TorrenteComo un torrente de agua repentino, se nos viene encima la voz de la nouvelle que abre Torrente y otras aventuras, de Mariano Quirós (Factotum Ediciones, 2019). “Voy a empezar por contarles de la primera vez que mamá le pegó a papá”, arranca, y a partir de ahí se despliega, sin siquiera un punto y aparte en todo el texto, la historia de la vida del protagonista. Salta de un tema a otro sin pausas, la voz no respira y el lector tampoco. Conviene, después de la nouvelle, hacer una pausa antes de retomar la lectura con la segunda parte del libro: una serie de cuentos donde volvemos a meternos en los paisajes agobiantes, húmedos, calurosos, los mismos que aparecen en Una casa junto al Tragadero (novela), Campo del Cielo (cuentos) y en la nouvelle ya mencionada que da nombre a este libro.

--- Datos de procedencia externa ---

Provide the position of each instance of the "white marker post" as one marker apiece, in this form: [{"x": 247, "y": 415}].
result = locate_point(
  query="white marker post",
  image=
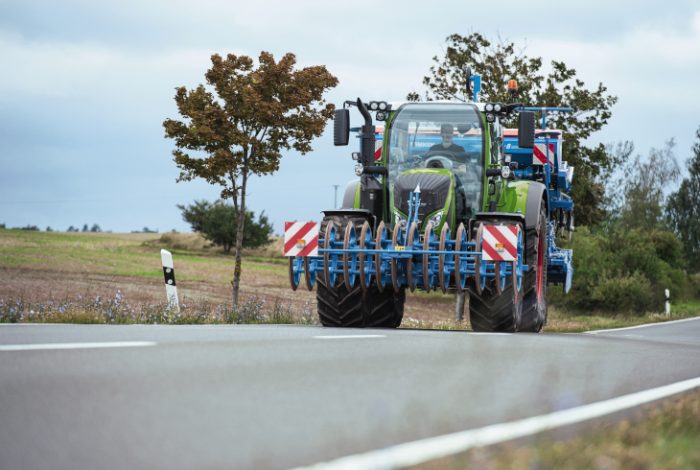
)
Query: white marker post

Todas esas historias comparten una misma atmósfera; uno sospecha que los personajes de un relato podrían cruzarse, de pronto, con los personajes de otro, y tal vez lo hagan.

En varios de los cuentos de “Otras aventuras” (la segunda parte del libro), los personajes son abandonados en pueblos perdidos de donde no se pueden ir. En “Abráceme, padre”, al protagonista lo dejan sin auto en una cabaña perdida; en “El niño y el monito”, un escritor busca un hotel inexistente, se le acaba el efectivo y encima diluvia; en “Los vendedores de pollos pequeños”, un preadolescente que sigue a su padre en un negocio pasa la noche esperándolo; en “Pájaros en la cabeza” dos amigos salen a cazar, a uno de los dos algo le ocurre y el otro queda solo y desesperado, en un campo lleno de cotorras. Parecería que a todos, de una forma u otra, los abandonan lejos de las ciudades y sucumben a la confusión, especialmente cuando llega la noche y las velas se apagan o la lluvia golpea con más fuerza.